Ideal Plan
Platform
Ranalyze is written in Python, so in order to utilize the ranalyze code directly, all automated unit testing will also use Python. In order to validate ranalyze’s interfaces, HTTP and SQL requests will be employed from Python. System testing will be performed on various ranalyze deployments.
Test Cases
Ranalyze is a simplistic tool that scrapes data from Reddit and stores it in a database. Because relatively little processing is done internally, the most likely points of failure are the interfaces that expose ranalyze to the outside world. Automated unit testing is required for the following interfaces:
- CLI (command line interface): verify that command line arguments are parsed correctly
- Reddit API: verify that the correct data is being collected from the Reddit servers
- Database: verify that data can be stored, updated, and retrieved correctly
These unit tests should run automatically with every commit to ensure nothing obvious breaks during development. Because of ranalyze’s simplicity, the best way to do system testing is to deploy it and monitor the resulting database. The clients requested a high degree of control over the output of ranalyze, so it is important to verify that any valid operation will not produce any unintended side affects. Test environments include:
- Long term deployment: ensure that daily ranalyze runs over a week or more correctly update the database without corrupting older data
- Multiple high traffic subreddits: ensure that ranalyze can cope with a high volume of data from multiple sources
- Changing configuration: ensure that changing the ranalyze settings during deployment will not corrupt older data or break new data collection
- Database agnosticism: ensure that the ranalyze database can be safely queried and modified by an outside user without breaking new data collection
- Reproducible behavior: multiple deployments of ranalyze run simultaneously should produce exactly the same results
Comprehensive system testing will only occur after all required features have been implemented. Should there be any stretch goals, system testing must be performed again to ensure that new bugs were not introduced. System test deployments (that is, ranalyze installations on different operating systems and networks) should include development environments, the client’s current production environment, and any likely candidates for future deployments. System tests should be performed by developers with oversight by the client to demonstrate proper use of the product, as well as gathering any last-minute client input.
Intended Plan
We only have the time and resources for limited testing, but we should be able to cover all the most pressing requirements from the ideal plan.
Platform
Python will be used for all automated unit testing. Travis will be used to automate testing on every git commit, and Slack bots will be used to monitor Travis build results. System testing will be performed on various ranalyze deployments.
Test Cases
All interfaces from the ideal plan will be covered by unit tests. The following unit tests will validate individual ranalyze components to ensure they are functioning as intended:
- CLI testing will ensure that ranalyze fails whenever it is given an invalid configuration. Note that ensuring ranalyze succeeds when given a correct configuration falls under system testing, and will not be covered by the unit tests.

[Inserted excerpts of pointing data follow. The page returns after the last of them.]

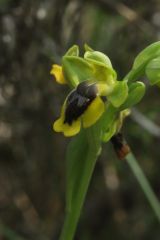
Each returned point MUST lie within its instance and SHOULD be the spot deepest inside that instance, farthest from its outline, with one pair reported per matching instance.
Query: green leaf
(76, 70)
(73, 51)
(119, 93)
(153, 71)
(148, 53)
(139, 65)
(88, 48)
(135, 94)
(98, 58)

- Reddit API testing will collect data from a private subreddit (r/itvs_testing, moderated by reddit user dchiquit). The data will be validated against the data known to already be present in the subreddit. Note that this test must be updated if the subreddit is modified by posting, commenting, or voting.
- Database testing will verify that retrieving previously stored data does not modify it, and that updating an existing post or comment is sucessful.
Validating the schema is outside the scope of this test.
Planned system tests are as follows:
- Medium term deployment: running a ranalyze deployment on an automated schedule over the course of a single day. This will ensure that ranalyze can successfully pick up new posts and comments without destroying old ones. In the interest of time, this test assumes that the time interval between collections is irrelevant, which is a fairly safe assumption.
- Multiple high traffic subreddits: running ranalyze against a large number of popular subreddits. Most subreddits of interest to ITVS are relatively small, but for scalability it would be wise to ensure that ranalyze does not failed unexpectedly when given large datasets to process.
- Changing configuration: adding new subreddits, removing old ones, and changing date settings between ranalyze runs on the same database. This will ensure that ranalyze runs are as atomic as possible to avoid any unexpected behavior.
These tests will all be run on the production environment once the final feature set is finalized, and any erros will be reproduced and investigated in development. After completion of these system tests, the client will have an opportunity to set up and use a ranalyze deployment with the supervision of the developers, though without their assistance.